No family in America can escape the consequences of the coming energy crisis. The fantasy of unlimited power is flickering out. We cannot go on having cheap gasoline, cheap power for manufacturing, cheap home heating oil, without disturbing the environment. And even with more domestic production, which takes time, we are in danger of being held hostage by volatile foreign oil.

Few Americans have given this issue much thought–until recently. Now, over half agree with President Bush and Vice President Cheney that there is a crisis and that we may have to develop energy at home, even if it means some cost to the environment. Other energy sources are also being re-examined. Nuclear power is coming back in favor. Solar and tidal energy will be more seriously pursued. Still, for years to come fossil fuels will provide virtually all our transportation needs and most of our electrical needs.

More must be done to conserve energy, of course. But conservation alone will not remove the threat to our way of life and to our national security. Just how vulnerable we are was recently underscored when the OPEC cartel decided not to increase oil supplies but to reduce output by 1 million barrels a day–pushing up prices. We simply cannot put our fate in their hands.

Crunch time. Those like former President Carter who suggest that we have no oil crisis because worldwide supplies are adequate miss the point. What matters is who controls the supply and how they can manipulate prices. Higher oil prices drain money from our economy and increase our deficit in foreign trade. Carter may know something about oil, but it is peanut oil, not crude. His programs of imposing price controls on oil and gas failed, leading to shortage and rationing and an America gripped by malaise.

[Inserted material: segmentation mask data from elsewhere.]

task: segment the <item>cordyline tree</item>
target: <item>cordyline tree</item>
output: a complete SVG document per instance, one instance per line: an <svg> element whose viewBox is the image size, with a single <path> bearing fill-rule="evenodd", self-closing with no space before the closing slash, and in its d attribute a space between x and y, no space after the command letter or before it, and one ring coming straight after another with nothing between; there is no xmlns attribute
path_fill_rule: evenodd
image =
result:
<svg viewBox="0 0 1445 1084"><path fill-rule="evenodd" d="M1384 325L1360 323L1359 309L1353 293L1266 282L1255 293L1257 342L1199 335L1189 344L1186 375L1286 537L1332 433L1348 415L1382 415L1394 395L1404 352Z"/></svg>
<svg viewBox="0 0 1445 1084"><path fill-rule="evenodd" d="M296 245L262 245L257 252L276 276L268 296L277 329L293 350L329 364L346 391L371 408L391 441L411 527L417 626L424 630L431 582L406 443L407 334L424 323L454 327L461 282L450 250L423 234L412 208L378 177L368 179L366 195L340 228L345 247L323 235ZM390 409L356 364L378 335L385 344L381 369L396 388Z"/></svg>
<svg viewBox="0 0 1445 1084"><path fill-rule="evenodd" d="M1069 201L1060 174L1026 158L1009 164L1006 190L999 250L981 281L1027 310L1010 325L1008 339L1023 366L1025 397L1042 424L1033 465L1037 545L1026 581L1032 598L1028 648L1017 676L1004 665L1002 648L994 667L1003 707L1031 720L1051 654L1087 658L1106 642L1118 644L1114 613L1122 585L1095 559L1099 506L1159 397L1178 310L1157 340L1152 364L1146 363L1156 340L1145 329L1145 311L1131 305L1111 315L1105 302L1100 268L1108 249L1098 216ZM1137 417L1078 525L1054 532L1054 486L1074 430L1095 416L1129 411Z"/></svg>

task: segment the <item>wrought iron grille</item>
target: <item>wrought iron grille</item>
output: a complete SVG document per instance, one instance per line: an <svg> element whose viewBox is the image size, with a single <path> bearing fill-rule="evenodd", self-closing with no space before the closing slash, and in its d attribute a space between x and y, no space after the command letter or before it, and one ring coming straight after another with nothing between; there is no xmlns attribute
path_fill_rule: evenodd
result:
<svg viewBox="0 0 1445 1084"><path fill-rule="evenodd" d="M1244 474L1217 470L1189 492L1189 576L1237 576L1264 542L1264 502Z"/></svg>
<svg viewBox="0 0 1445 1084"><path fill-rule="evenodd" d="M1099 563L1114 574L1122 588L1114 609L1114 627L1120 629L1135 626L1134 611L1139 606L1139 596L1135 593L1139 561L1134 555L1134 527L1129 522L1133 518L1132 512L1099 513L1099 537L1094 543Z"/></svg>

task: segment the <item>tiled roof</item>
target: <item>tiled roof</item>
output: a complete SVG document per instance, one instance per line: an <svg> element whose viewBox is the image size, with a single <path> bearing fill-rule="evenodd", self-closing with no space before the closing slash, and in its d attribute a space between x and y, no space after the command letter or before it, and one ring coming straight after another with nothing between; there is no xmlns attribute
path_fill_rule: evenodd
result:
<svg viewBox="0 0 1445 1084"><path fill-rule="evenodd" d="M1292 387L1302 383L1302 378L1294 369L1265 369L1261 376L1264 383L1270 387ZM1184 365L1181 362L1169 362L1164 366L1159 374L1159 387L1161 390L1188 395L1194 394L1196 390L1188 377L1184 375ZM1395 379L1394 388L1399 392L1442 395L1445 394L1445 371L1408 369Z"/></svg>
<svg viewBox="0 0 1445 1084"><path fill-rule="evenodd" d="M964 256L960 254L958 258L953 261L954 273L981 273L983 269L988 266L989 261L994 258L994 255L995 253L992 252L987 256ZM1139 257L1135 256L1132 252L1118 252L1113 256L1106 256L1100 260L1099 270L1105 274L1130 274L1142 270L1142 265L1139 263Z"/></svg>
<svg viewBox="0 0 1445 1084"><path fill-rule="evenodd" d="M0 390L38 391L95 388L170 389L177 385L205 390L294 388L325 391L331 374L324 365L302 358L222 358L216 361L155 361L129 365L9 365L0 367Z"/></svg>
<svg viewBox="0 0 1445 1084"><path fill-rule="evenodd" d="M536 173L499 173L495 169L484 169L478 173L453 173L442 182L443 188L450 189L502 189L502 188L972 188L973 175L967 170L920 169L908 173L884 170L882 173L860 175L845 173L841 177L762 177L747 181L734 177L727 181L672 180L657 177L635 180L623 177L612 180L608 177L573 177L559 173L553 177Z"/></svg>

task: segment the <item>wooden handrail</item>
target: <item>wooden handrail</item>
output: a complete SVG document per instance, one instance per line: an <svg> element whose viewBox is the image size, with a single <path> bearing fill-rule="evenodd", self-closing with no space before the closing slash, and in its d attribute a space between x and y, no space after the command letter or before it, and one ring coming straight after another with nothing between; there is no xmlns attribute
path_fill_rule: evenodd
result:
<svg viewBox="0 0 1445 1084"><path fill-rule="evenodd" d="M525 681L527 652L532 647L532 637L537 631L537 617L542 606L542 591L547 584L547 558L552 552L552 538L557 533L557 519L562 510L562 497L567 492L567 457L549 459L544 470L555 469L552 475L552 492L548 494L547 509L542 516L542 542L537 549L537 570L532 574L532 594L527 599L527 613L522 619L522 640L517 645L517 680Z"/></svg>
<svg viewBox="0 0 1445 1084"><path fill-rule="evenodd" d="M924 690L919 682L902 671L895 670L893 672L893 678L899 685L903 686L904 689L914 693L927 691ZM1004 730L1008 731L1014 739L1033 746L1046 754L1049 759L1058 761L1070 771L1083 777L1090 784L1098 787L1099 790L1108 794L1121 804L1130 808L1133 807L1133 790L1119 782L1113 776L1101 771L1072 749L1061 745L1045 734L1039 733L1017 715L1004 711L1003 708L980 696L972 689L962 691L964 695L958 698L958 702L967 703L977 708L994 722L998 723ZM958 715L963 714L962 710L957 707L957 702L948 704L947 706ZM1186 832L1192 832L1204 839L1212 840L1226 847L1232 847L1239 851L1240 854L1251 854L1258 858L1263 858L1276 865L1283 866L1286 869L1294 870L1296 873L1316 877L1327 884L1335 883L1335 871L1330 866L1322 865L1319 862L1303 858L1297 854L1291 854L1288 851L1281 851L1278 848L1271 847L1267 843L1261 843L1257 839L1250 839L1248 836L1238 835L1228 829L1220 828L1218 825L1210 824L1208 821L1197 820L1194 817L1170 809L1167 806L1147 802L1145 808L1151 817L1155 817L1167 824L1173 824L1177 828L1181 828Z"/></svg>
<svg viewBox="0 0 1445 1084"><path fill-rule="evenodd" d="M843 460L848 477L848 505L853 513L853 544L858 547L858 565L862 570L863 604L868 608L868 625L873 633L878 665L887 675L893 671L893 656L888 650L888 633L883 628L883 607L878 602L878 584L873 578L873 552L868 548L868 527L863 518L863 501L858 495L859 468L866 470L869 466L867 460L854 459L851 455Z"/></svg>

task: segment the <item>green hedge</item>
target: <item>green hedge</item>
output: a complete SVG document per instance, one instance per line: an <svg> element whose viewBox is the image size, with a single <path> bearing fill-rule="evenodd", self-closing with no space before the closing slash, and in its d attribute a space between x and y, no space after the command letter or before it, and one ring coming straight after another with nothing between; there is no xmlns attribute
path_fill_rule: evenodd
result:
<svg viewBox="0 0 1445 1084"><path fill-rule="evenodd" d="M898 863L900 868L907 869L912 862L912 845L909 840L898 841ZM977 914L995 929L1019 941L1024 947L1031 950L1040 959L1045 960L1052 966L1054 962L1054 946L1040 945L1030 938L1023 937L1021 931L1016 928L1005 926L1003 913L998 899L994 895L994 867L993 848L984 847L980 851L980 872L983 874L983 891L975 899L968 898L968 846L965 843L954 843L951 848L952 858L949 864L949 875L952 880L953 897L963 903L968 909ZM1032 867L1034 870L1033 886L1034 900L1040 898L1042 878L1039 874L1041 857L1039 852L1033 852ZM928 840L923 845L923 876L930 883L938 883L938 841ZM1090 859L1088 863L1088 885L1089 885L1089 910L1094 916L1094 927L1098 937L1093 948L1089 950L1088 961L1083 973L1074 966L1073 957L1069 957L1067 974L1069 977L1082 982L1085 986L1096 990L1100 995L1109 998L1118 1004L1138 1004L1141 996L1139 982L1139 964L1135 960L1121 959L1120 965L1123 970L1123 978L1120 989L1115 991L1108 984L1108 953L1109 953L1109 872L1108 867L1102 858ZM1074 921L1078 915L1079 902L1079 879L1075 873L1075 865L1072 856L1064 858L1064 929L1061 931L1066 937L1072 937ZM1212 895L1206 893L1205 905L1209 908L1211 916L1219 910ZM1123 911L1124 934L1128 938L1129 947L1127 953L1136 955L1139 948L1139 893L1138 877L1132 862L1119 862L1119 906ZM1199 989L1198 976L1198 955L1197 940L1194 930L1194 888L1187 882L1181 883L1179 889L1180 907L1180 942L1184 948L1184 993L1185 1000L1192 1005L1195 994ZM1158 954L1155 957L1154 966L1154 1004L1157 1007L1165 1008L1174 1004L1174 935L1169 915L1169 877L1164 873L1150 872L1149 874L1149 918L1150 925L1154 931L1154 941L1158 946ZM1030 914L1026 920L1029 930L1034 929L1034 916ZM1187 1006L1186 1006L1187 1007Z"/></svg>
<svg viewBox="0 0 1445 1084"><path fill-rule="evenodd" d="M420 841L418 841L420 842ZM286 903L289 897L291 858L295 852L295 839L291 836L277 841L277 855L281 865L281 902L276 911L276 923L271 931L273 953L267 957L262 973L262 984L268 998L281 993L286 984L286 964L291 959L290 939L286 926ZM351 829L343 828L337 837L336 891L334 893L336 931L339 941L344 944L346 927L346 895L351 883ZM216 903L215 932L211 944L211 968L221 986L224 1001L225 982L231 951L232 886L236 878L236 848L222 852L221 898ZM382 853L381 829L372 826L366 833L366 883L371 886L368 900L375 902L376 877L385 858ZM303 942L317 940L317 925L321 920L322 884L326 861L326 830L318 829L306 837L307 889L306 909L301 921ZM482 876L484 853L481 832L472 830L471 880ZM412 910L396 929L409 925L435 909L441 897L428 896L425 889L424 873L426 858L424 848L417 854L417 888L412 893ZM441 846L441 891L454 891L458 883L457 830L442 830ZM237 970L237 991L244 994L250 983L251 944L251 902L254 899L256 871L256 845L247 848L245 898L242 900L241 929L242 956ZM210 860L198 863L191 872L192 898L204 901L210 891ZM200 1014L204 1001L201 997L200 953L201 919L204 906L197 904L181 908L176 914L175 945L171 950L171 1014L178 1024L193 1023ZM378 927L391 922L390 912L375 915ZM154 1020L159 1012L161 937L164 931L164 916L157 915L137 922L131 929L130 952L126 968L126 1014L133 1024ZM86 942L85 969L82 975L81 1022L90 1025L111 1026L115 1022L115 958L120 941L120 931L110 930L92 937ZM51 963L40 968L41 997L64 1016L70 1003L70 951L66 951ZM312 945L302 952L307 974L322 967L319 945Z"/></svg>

Here's the crunch: Cheap power requires new domestic energy supplies and power plants–but this may well produce more pollution and more intrusion on protected lands and waters. We must discourage domestic demand, and we should press for ways to use cleaner coal. But we must also encourage domestic drilling. Let's keep a sense of proportion about this. The oil we could get from the Arctic National Wildlife Refuge would involve exploration in only 2,000 acres–an area nearly half the size of New York's JFK International Airport in a region the size of South Carolina.

Alas, that is but one thorny issue. How can we build new infrastructure, including refineries, pipelines, and electric transmission lines without NIMBY getting in the way–local and regional areas protesting "not in my backyard"?

Conservation is almost an official dogma. But Democrats, Republicans–and most Americans–are unwilling to face up to what it really means. We talk the talk of conservation, but we don't walk the walk. Look at the proliferation of sport-utility vehicles. Or the massive air conditioners cooling ever larger homes. Each day, it seems, the gap grows between what we say and what we do. There's a hope that somehow we will repeat the conservation savings achieved after the oil crisis of the 1970s, but it is an illusion. Then, we started with a situation marked by shameful waste and high prices; most savings were enforced in the early 1980s when we had very high energy prices to deter consumption.

Individuals can have it all ways, turning on the power while protesting about power stations and protected lands. Government can't indulge in such self-indulgent fantasies. The Bush energy program must be taken seriously. Its goal is to relieve the strain on infrastructure, eliminate the current supply bottlenecks, and avoid California-style price spikes. We gamble with all our futures if we become do-nothings, pitting energy against the environment and accepting the paralysis ordained by environmental theology. We cannot conserve our way out of the energy hole. We cannot drill our way out of it. The hard truth is that we must do both–or face both blackouts and blackmail.